The day before the Emperor Napoleon left Paris for the campaign of Waterloo, Hortense carried her boys to the Tuileries to take leave of him. Little Louis Napoleon contrived to run alone to his uncle’s cabinet, where he was closeted with Marshal Soult. As soon as the boy saw the emotion in the emperor’s face, he ran up to him, and burying his head in his lap, sobbed out: “Our governess says you are going to the wars,—don’t go; don’t go, Uncle.” “And why not, Louis? I shall soon come back.” “Oh, Uncle, those wicked allies will kill you! Let me go with you.” The emperor took the boy upon his knee and kissed him.
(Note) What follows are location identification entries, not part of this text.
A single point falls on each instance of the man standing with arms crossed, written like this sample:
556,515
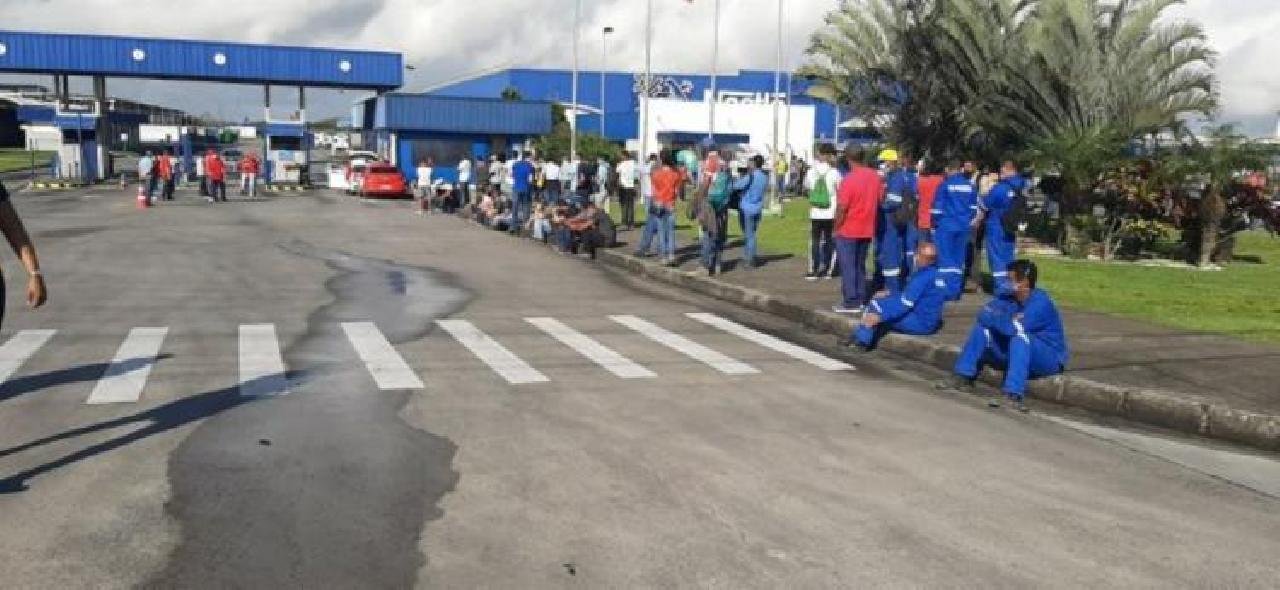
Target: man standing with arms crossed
521,186
856,207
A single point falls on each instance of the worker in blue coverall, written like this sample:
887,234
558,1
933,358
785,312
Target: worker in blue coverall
1001,243
954,211
917,310
1022,334
899,187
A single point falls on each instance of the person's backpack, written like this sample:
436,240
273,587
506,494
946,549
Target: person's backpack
735,196
1015,216
717,192
909,211
819,197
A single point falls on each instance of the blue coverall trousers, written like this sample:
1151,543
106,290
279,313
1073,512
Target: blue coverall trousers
1001,251
909,324
888,254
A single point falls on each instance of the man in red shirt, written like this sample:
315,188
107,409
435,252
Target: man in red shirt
923,228
856,207
216,172
667,182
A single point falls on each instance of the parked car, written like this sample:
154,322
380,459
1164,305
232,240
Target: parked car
347,175
383,181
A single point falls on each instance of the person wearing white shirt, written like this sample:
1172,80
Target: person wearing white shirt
822,246
552,174
627,175
568,175
424,178
465,181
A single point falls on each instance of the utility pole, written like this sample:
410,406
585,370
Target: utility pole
714,97
648,82
775,197
572,127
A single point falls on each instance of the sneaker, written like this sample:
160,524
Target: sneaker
956,383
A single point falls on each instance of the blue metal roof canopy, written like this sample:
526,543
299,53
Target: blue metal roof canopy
199,60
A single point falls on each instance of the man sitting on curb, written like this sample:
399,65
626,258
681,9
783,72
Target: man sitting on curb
917,310
1023,335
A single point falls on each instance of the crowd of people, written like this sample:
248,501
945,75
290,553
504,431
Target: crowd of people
924,224
163,173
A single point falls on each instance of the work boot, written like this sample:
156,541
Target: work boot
956,383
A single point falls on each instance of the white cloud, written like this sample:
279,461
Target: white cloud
447,39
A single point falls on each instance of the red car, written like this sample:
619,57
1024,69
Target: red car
383,181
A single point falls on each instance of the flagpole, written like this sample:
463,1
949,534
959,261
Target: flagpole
572,127
714,97
775,197
648,83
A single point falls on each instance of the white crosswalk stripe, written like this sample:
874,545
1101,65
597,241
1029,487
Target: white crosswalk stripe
490,352
685,346
19,348
127,375
261,366
772,343
385,365
592,350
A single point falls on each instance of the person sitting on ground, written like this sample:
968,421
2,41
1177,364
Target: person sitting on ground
583,232
539,223
485,210
1023,335
917,310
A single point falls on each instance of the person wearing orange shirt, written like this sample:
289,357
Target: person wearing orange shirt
667,182
164,170
856,209
920,231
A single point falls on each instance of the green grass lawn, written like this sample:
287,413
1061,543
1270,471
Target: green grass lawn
1242,301
14,159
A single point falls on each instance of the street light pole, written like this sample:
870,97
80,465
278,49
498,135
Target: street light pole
775,197
604,60
714,97
572,127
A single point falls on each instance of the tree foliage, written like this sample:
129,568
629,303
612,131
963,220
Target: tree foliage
1070,85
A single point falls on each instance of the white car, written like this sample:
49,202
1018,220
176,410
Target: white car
350,174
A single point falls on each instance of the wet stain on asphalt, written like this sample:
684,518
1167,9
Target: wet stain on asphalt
327,486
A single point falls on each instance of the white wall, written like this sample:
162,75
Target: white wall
667,115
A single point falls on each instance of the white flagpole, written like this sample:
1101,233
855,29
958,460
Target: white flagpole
648,83
572,132
714,97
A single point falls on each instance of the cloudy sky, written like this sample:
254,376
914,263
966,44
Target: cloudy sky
451,39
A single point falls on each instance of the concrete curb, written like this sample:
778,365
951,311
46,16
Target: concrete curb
55,186
1150,406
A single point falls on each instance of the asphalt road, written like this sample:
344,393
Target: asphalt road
314,392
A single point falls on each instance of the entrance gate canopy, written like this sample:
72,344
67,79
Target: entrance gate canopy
199,60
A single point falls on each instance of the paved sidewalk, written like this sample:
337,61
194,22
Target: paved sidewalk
1115,351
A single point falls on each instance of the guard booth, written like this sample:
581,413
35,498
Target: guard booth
287,147
100,56
80,158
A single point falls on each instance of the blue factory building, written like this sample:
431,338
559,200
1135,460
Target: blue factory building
620,106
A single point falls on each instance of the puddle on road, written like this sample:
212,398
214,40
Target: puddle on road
339,495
Then, turning to Soult, who was moved by the little scene, he said, “Here, Marshal, kiss him; he will have a tender heart and a lofty spirit; he is perhaps the hope of my race.”
After Waterloo, the emperor, who passed one night in Paris, kissed the children at the last moment, with his foot upon the step of the carriage that was to carry him the first stage of his journey to St. Helena.
After this, Hortense and her boys were not allowed to live in France. Protected by an aide-de-camp of Prince Schwartzenberg, they reached Lake Constance, on the farthest limits of Switzerland. There, after a while, Queen Hortense converted a gloomy old country seat into a refined and beautiful home. A great trial, however, awaited her. King Louis demanded the custody of their eldest son, and little Napoleon was taken from his mother, leaving her only Louis. Louis had always been a “mother’s boy,” frail in health, thoughtful, grave, loving, and full of sentiment.
Hortense’s life at Arenenberg was varied in the winter by visits to Rome. Her husband lived in Florence, and they corresponded about their boys. But though they met once again in after years, they were husband and wife no more. Indeed, charming as Hortense was to all the circle that surrounded her, tender as a mother, and devoted as a friend, her conduct as a wife was not free from reproach. She was a coquette by nature, and it is undeniable that more than one man claimed to have been her lover.
After a while her son Louis went for four years to college at Heidelberg. Mother and son never forget the possibilities that might lie before them. When the Italian revolution broke out, in 1832, Hortense went to Rome, both her sons being at that time in Florence with their father. Although the elder was newly married to his cousin, the daughter of King Joseph, both he and Louis were full of restlessness, and caught the revolutionary fervor. They contrived to escape from their father’s house and to join the insurgents, to the great displeasure of both father and mother; but they were fired by enthusiasm for Italian liberty, and took the oaths as Carbonari.